In almost every proof of the mean value formula for harmonic functions (e.g. Evans 2.Theorem 2) one finds the following calculation
$$ \frac{1}{|{\partial B(0,1)}|}\int_{\partial B(0,1)} D u(x+rz)\cdot z\ dS(z) = \frac{1}{|{\partial B(x,r)}|}\int_{\partial B(x,r)} D u(y)\cdot \frac{y-x}{r}\ dS(y)\tag{1},$$
where $u$ is a harmonic function, $r>0$ and $S$ denotes the surface measure.
Obviously, the transformation $x+rz=y$ is used.

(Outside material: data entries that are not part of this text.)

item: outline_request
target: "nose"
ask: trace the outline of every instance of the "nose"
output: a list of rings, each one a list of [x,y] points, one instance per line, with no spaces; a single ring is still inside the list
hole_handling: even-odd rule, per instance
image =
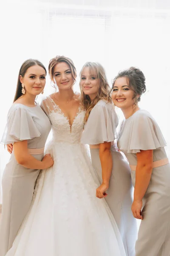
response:
[[[37,78],[35,81],[35,83],[36,84],[41,84],[41,81],[40,78]]]
[[[86,79],[85,84],[90,84],[90,80],[88,79]]]
[[[67,79],[66,75],[65,73],[61,74],[61,80],[65,80]]]

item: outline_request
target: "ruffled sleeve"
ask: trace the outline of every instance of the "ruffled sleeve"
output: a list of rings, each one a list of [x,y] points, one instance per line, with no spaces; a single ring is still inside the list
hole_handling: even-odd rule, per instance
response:
[[[82,143],[96,145],[116,138],[117,116],[112,106],[108,104],[96,105],[91,111],[81,139]]]
[[[156,149],[166,146],[161,131],[152,116],[145,111],[137,112],[130,117],[132,118],[124,121],[119,149],[136,153],[141,150]]]
[[[13,144],[39,137],[41,134],[28,110],[22,106],[14,106],[9,111],[7,123],[1,143]]]

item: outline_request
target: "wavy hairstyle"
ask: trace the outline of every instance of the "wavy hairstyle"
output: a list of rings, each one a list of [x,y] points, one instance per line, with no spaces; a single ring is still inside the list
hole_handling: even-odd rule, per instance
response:
[[[20,97],[23,95],[22,93],[22,84],[20,81],[20,76],[21,76],[24,77],[28,69],[32,66],[35,66],[36,65],[38,65],[38,66],[41,67],[42,67],[45,72],[45,75],[47,74],[47,70],[46,70],[45,66],[41,62],[39,61],[31,58],[25,61],[22,64],[19,72],[17,89],[15,92],[15,96],[14,97],[14,102],[17,100],[17,99],[20,98]]]
[[[134,67],[119,71],[114,79],[112,90],[116,79],[122,77],[125,77],[128,79],[129,86],[133,91],[133,99],[136,98],[136,104],[140,102],[141,95],[146,92],[145,77],[144,73],[140,69]],[[138,99],[136,98],[137,95],[139,95]]]
[[[53,81],[54,79],[54,71],[56,65],[58,63],[61,62],[65,62],[68,66],[71,72],[71,74],[73,76],[73,80],[75,82],[77,76],[76,69],[75,67],[73,61],[69,58],[67,58],[64,56],[60,56],[57,55],[54,58],[53,58],[50,61],[48,65],[48,73],[50,77],[51,80]]]
[[[85,94],[82,91],[81,86],[81,79],[83,70],[85,67],[89,69],[90,73],[91,74],[94,70],[96,73],[96,77],[98,79],[98,90],[95,98],[91,101],[88,95]],[[79,86],[81,90],[81,102],[85,111],[85,121],[87,122],[90,113],[100,99],[105,99],[108,102],[112,103],[112,99],[109,93],[110,87],[106,78],[106,73],[103,67],[99,63],[97,62],[88,62],[82,67],[80,73],[80,81]]]

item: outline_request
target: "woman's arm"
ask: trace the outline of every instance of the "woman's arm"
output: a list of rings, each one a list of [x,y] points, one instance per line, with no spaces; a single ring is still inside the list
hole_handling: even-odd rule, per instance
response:
[[[134,217],[143,219],[141,215],[142,199],[147,189],[151,177],[153,150],[141,150],[136,154],[137,163],[136,171],[136,181],[134,199],[132,211]]]
[[[104,142],[99,144],[99,156],[102,169],[102,184],[96,190],[96,196],[102,198],[105,197],[108,189],[113,166],[112,157],[110,151],[111,142]]]
[[[39,161],[30,154],[28,151],[27,140],[15,142],[13,145],[14,153],[17,162],[29,169],[46,169],[53,165],[50,154],[47,154],[42,161]]]

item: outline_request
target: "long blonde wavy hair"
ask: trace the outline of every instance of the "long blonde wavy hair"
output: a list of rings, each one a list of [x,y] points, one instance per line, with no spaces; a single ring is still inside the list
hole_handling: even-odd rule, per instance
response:
[[[98,90],[95,98],[91,101],[88,95],[85,94],[82,91],[81,87],[81,78],[83,70],[85,67],[89,69],[89,72],[91,74],[94,70],[96,73],[96,78],[98,79]],[[105,99],[108,102],[112,103],[112,99],[110,95],[110,88],[108,83],[106,73],[103,67],[99,63],[97,62],[88,62],[85,63],[82,67],[80,73],[80,81],[79,86],[81,91],[81,102],[86,111],[85,121],[87,122],[90,113],[100,99]]]

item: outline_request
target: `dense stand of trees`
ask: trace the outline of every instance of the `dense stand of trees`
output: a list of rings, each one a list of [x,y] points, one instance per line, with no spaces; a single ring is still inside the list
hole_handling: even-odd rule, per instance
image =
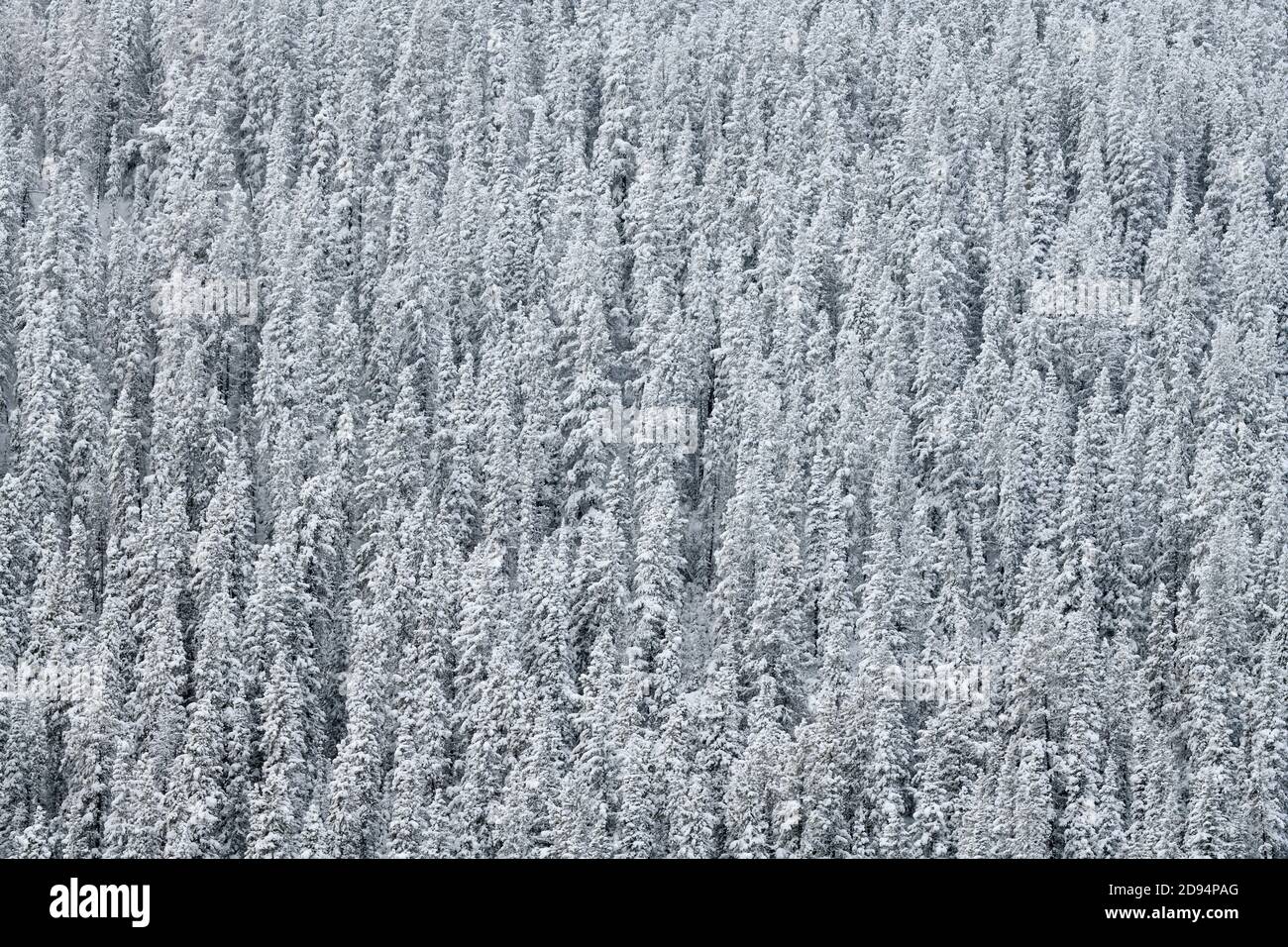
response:
[[[1278,0],[0,0],[0,856],[1288,854],[1285,233]]]

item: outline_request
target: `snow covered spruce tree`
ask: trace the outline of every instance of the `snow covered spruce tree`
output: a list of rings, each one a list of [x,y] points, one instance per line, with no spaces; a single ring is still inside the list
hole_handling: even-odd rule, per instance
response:
[[[0,856],[1288,856],[1288,33],[0,0]]]

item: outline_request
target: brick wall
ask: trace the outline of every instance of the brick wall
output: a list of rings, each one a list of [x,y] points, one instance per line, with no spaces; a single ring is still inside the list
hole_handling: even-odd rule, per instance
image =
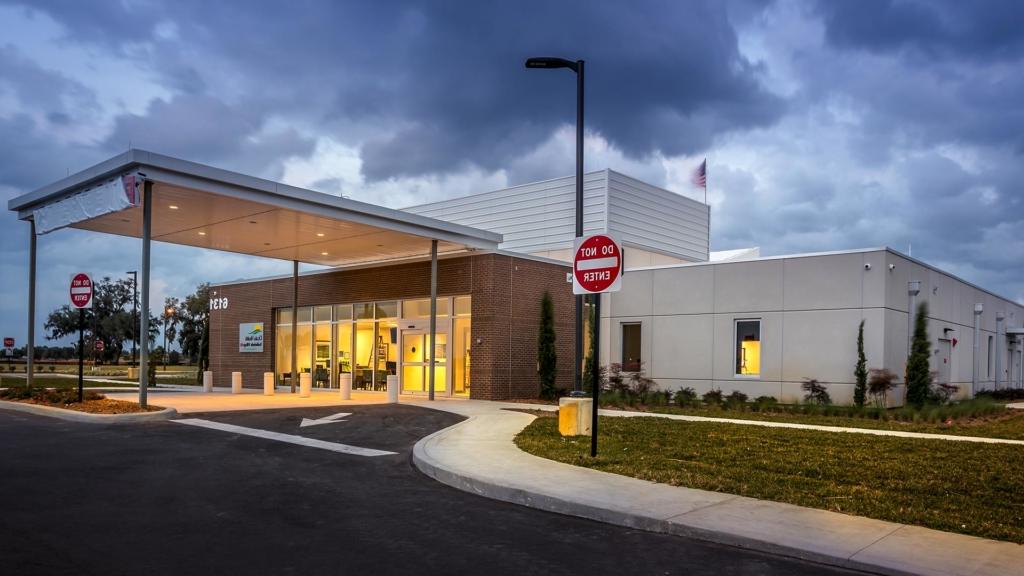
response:
[[[536,398],[537,335],[541,298],[547,290],[555,303],[558,337],[558,385],[572,386],[571,285],[567,265],[501,254],[442,259],[437,265],[437,295],[472,296],[472,398]],[[214,288],[227,297],[227,310],[210,314],[210,369],[214,384],[230,385],[241,371],[246,387],[260,387],[263,372],[273,370],[272,311],[292,305],[291,278]],[[422,298],[430,295],[430,262],[367,268],[303,276],[299,305]],[[263,322],[263,353],[240,353],[239,324]]]

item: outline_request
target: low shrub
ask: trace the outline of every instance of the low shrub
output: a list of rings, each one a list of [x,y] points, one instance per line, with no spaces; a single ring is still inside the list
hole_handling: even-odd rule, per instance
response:
[[[680,408],[691,408],[697,405],[697,393],[693,388],[687,386],[676,390],[676,394],[673,396],[673,401],[676,403],[676,406]]]
[[[709,406],[710,405],[720,406],[722,404],[722,390],[720,389],[708,390],[703,393],[703,395],[700,397],[700,400]]]
[[[725,405],[733,410],[742,410],[746,405],[746,395],[739,390],[732,390],[725,397]]]
[[[809,402],[824,406],[831,404],[831,397],[828,396],[828,386],[822,384],[814,378],[804,378],[804,383],[800,384],[807,394],[804,395],[804,402]]]

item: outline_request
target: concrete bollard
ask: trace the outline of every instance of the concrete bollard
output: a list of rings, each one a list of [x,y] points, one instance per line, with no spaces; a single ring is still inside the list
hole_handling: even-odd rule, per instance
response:
[[[387,377],[387,403],[398,404],[398,376]]]
[[[342,400],[352,400],[352,375],[338,374],[338,387],[341,388]]]
[[[562,398],[558,401],[558,433],[562,436],[590,436],[594,399]]]

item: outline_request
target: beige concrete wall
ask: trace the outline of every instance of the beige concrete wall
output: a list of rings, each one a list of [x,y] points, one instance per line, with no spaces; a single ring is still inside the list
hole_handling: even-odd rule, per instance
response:
[[[849,403],[861,320],[868,367],[892,370],[902,384],[911,279],[922,281],[919,301],[933,307],[929,332],[936,347],[940,338],[957,340],[950,379],[967,394],[974,302],[982,301],[986,311],[982,380],[995,311],[1006,312],[1008,326],[1020,326],[1024,308],[887,250],[627,271],[623,291],[604,300],[602,361],[622,360],[621,324],[640,322],[647,373],[663,388],[739,389],[751,398],[794,402],[803,398],[803,380],[815,378],[828,384],[834,401]],[[734,374],[734,323],[741,319],[761,320],[758,378]],[[890,404],[902,397],[900,385]]]

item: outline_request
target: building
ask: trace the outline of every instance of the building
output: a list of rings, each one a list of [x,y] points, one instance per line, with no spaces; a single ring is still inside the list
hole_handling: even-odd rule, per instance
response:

However, in the literature it is not mentioned why such an application of the transformation formula is allowed. Particularly, the (classical) transformation formula is not applicable to surfaces.
To justify this transformation rigorously, one performs two transformations related to the translation invariance of the Hausdorff/surface measure and uses that $r^{n-1}|\partial B(0,1)|=|\partial B(0,r)|$.
Is there, besides using polar coordinates, another more elementary proof for (1) or am I just thinking too complicated?
You can do this. Let $v_\lambda(x)=u(\lambda x)\,,$ then $v_\lambda$ is also harmonic if $u$ is, so: $\displaystyle \Delta v_\lambda=0\implies\int_{B_r(x)}\Delta v_\lambda \,dV=0\implies \int_{\partial B_r(x)}\frac{\partial v_\lambda}{\partial r} \,r^{n-1}\,dS=0\implies \int_{\partial B_r(x)}\frac{\partial v_\lambda}{\partial \lambda} \,r^{n-1}\,dS=0\implies \int_{\partial B_r(x)}v_\lambda \,dS=\text{constant}$
as a function of $\lambda\,,$ and this last equality implies the mean value theorem (note we used that $r$ is constant on spheres to cancel it out). Do you have the same problem with it?